According to him, that presence serves a dual purpose that’s untapped by other production studios.
“We’re trying to build a brand new ecosystem that gives new movies and filmmakers a chance,” he said.
However, Stuber notes that Netflix is attempting to grow its film business without existing IP or “pre-conditioned” audiences. That’s why it’s focusing on higher quality content from both established and budding creators.
“You need to bring a new person who’s vibrant in this world and let them explode, because there are so many good voices in this business,” he said.
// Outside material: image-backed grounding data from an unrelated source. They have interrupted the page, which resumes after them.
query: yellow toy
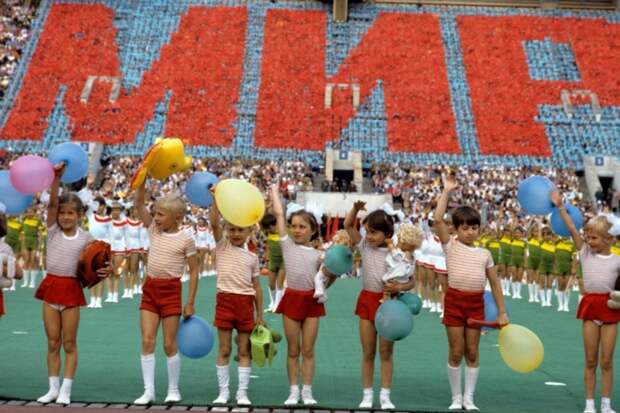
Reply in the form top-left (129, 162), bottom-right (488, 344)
top-left (130, 137), bottom-right (192, 190)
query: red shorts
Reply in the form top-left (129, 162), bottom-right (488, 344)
top-left (140, 277), bottom-right (182, 318)
top-left (355, 290), bottom-right (383, 321)
top-left (577, 293), bottom-right (620, 324)
top-left (0, 290), bottom-right (4, 317)
top-left (214, 292), bottom-right (255, 332)
top-left (275, 288), bottom-right (325, 321)
top-left (35, 274), bottom-right (86, 307)
top-left (442, 288), bottom-right (484, 328)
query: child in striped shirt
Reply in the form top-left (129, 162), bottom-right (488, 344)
top-left (210, 196), bottom-right (263, 406)
top-left (434, 175), bottom-right (507, 411)
top-left (133, 180), bottom-right (199, 405)
top-left (551, 191), bottom-right (620, 413)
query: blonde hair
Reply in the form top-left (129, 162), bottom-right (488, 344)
top-left (154, 193), bottom-right (186, 218)
top-left (396, 223), bottom-right (423, 249)
top-left (585, 215), bottom-right (612, 238)
top-left (331, 229), bottom-right (354, 249)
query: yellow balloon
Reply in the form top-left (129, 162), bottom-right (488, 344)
top-left (130, 137), bottom-right (192, 190)
top-left (498, 324), bottom-right (544, 373)
top-left (214, 179), bottom-right (265, 227)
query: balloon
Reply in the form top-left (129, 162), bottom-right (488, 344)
top-left (517, 176), bottom-right (554, 216)
top-left (48, 142), bottom-right (89, 183)
top-left (214, 179), bottom-right (265, 227)
top-left (399, 292), bottom-right (422, 315)
top-left (176, 316), bottom-right (215, 359)
top-left (130, 137), bottom-right (192, 190)
top-left (185, 172), bottom-right (218, 207)
top-left (483, 291), bottom-right (510, 331)
top-left (375, 300), bottom-right (413, 341)
top-left (324, 244), bottom-right (353, 275)
top-left (498, 324), bottom-right (544, 373)
top-left (9, 155), bottom-right (54, 194)
top-left (0, 171), bottom-right (34, 214)
top-left (550, 204), bottom-right (584, 237)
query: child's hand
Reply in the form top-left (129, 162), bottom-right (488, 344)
top-left (443, 174), bottom-right (458, 192)
top-left (183, 302), bottom-right (195, 318)
top-left (353, 201), bottom-right (366, 212)
top-left (53, 163), bottom-right (66, 178)
top-left (96, 264), bottom-right (111, 279)
top-left (383, 282), bottom-right (401, 293)
top-left (497, 312), bottom-right (509, 327)
top-left (550, 190), bottom-right (562, 208)
top-left (256, 316), bottom-right (265, 326)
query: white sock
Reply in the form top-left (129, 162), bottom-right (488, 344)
top-left (140, 353), bottom-right (155, 395)
top-left (527, 283), bottom-right (534, 298)
top-left (22, 270), bottom-right (30, 286)
top-left (216, 364), bottom-right (230, 393)
top-left (29, 270), bottom-right (37, 287)
top-left (539, 287), bottom-right (545, 304)
top-left (557, 291), bottom-right (564, 309)
top-left (238, 366), bottom-right (251, 392)
top-left (514, 281), bottom-right (521, 297)
top-left (302, 384), bottom-right (312, 394)
top-left (59, 378), bottom-right (73, 396)
top-left (565, 291), bottom-right (571, 309)
top-left (49, 376), bottom-right (60, 392)
top-left (546, 288), bottom-right (552, 305)
top-left (166, 353), bottom-right (181, 392)
top-left (464, 366), bottom-right (479, 400)
top-left (586, 399), bottom-right (595, 411)
top-left (447, 364), bottom-right (462, 398)
top-left (601, 397), bottom-right (611, 410)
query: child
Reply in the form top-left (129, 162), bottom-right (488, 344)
top-left (4, 216), bottom-right (21, 290)
top-left (133, 181), bottom-right (199, 405)
top-left (125, 208), bottom-right (144, 298)
top-left (270, 185), bottom-right (324, 406)
top-left (313, 229), bottom-right (353, 303)
top-left (210, 198), bottom-right (264, 405)
top-left (526, 224), bottom-right (542, 303)
top-left (538, 228), bottom-right (556, 307)
top-left (555, 236), bottom-right (576, 312)
top-left (106, 202), bottom-right (126, 303)
top-left (498, 227), bottom-right (513, 296)
top-left (551, 193), bottom-right (620, 413)
top-left (508, 226), bottom-right (526, 299)
top-left (383, 223), bottom-right (424, 302)
top-left (345, 201), bottom-right (415, 410)
top-left (35, 164), bottom-right (109, 405)
top-left (86, 197), bottom-right (112, 308)
top-left (0, 208), bottom-right (23, 317)
top-left (21, 207), bottom-right (41, 288)
top-left (260, 213), bottom-right (285, 312)
top-left (195, 217), bottom-right (210, 277)
top-left (434, 175), bottom-right (507, 411)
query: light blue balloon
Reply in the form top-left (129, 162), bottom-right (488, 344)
top-left (550, 204), bottom-right (584, 237)
top-left (185, 172), bottom-right (218, 207)
top-left (375, 300), bottom-right (413, 341)
top-left (0, 171), bottom-right (34, 215)
top-left (48, 142), bottom-right (89, 183)
top-left (517, 175), bottom-right (554, 216)
top-left (177, 316), bottom-right (215, 359)
top-left (324, 244), bottom-right (353, 275)
top-left (399, 292), bottom-right (422, 315)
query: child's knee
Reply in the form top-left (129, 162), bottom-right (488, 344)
top-left (62, 338), bottom-right (77, 354)
top-left (465, 349), bottom-right (479, 364)
top-left (288, 346), bottom-right (300, 359)
top-left (585, 357), bottom-right (598, 370)
top-left (142, 337), bottom-right (156, 353)
top-left (48, 338), bottom-right (61, 353)
top-left (600, 358), bottom-right (613, 372)
top-left (301, 347), bottom-right (314, 359)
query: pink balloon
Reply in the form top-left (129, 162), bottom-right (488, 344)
top-left (9, 155), bottom-right (55, 195)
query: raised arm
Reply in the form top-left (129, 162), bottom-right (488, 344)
top-left (270, 184), bottom-right (287, 237)
top-left (550, 191), bottom-right (583, 250)
top-left (433, 175), bottom-right (458, 245)
top-left (133, 180), bottom-right (152, 228)
top-left (47, 164), bottom-right (65, 227)
top-left (209, 199), bottom-right (223, 242)
top-left (344, 201), bottom-right (365, 246)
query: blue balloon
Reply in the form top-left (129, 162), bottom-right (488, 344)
top-left (517, 176), bottom-right (554, 216)
top-left (550, 204), bottom-right (584, 237)
top-left (0, 171), bottom-right (34, 215)
top-left (185, 172), bottom-right (218, 207)
top-left (483, 291), bottom-right (510, 331)
top-left (399, 292), bottom-right (422, 315)
top-left (324, 244), bottom-right (353, 275)
top-left (375, 300), bottom-right (413, 341)
top-left (176, 316), bottom-right (215, 359)
top-left (48, 142), bottom-right (89, 183)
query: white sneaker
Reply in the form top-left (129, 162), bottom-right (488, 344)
top-left (55, 392), bottom-right (70, 405)
top-left (430, 303), bottom-right (437, 313)
top-left (449, 395), bottom-right (463, 410)
top-left (583, 406), bottom-right (596, 413)
top-left (601, 407), bottom-right (617, 413)
top-left (379, 394), bottom-right (395, 410)
top-left (463, 396), bottom-right (479, 411)
top-left (236, 390), bottom-right (251, 406)
top-left (134, 391), bottom-right (155, 405)
top-left (104, 295), bottom-right (113, 303)
top-left (213, 390), bottom-right (229, 404)
top-left (37, 389), bottom-right (59, 404)
top-left (164, 389), bottom-right (182, 403)
top-left (284, 389), bottom-right (300, 406)
top-left (359, 392), bottom-right (373, 409)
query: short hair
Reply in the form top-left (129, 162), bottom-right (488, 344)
top-left (59, 192), bottom-right (85, 214)
top-left (154, 193), bottom-right (186, 217)
top-left (541, 226), bottom-right (552, 237)
top-left (396, 223), bottom-right (423, 249)
top-left (289, 210), bottom-right (319, 241)
top-left (332, 229), bottom-right (354, 249)
top-left (363, 210), bottom-right (394, 238)
top-left (260, 213), bottom-right (277, 231)
top-left (585, 215), bottom-right (612, 237)
top-left (451, 206), bottom-right (480, 229)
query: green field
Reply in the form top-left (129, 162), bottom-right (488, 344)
top-left (1, 277), bottom-right (618, 413)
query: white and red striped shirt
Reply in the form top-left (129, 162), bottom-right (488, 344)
top-left (88, 213), bottom-right (111, 243)
top-left (444, 238), bottom-right (494, 292)
top-left (47, 224), bottom-right (94, 278)
top-left (280, 235), bottom-right (321, 291)
top-left (147, 224), bottom-right (197, 279)
top-left (580, 245), bottom-right (620, 293)
top-left (215, 239), bottom-right (259, 295)
top-left (358, 239), bottom-right (389, 293)
top-left (125, 219), bottom-right (143, 251)
top-left (110, 219), bottom-right (127, 252)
It’s also the reason Netflix keeps its data under wraps, especially as the company experiments with theatrical releases prior to streaming. According to Stuber, the decision to keep its numbers private is an effort to protect the film, filmmaker and “full business story” knowing that it will still premiere on Netflix.
“It’s a brand-new business,” he said. “It’s not about being fearful, it’s about getting good at it. Our business is not just theatrical, it’s about how many people watch it [via streaming].”
But Netflix may soon release this information, he said, as they “find the right hybrid of how things fit for the business.”
This past year alone, Netflix is debuting big titles like The Laundromat, Marriage Story and The Irishman, which recently garnered attention for reportedly costing nearly $160 million. But despite its growth in the film industry, Netflix has no intention to abandon production on original shows and miniseries.
“The trick is, how do they coexist? As a company, we’ve continued to grow in that space to show that you can coexist and have both,” he said.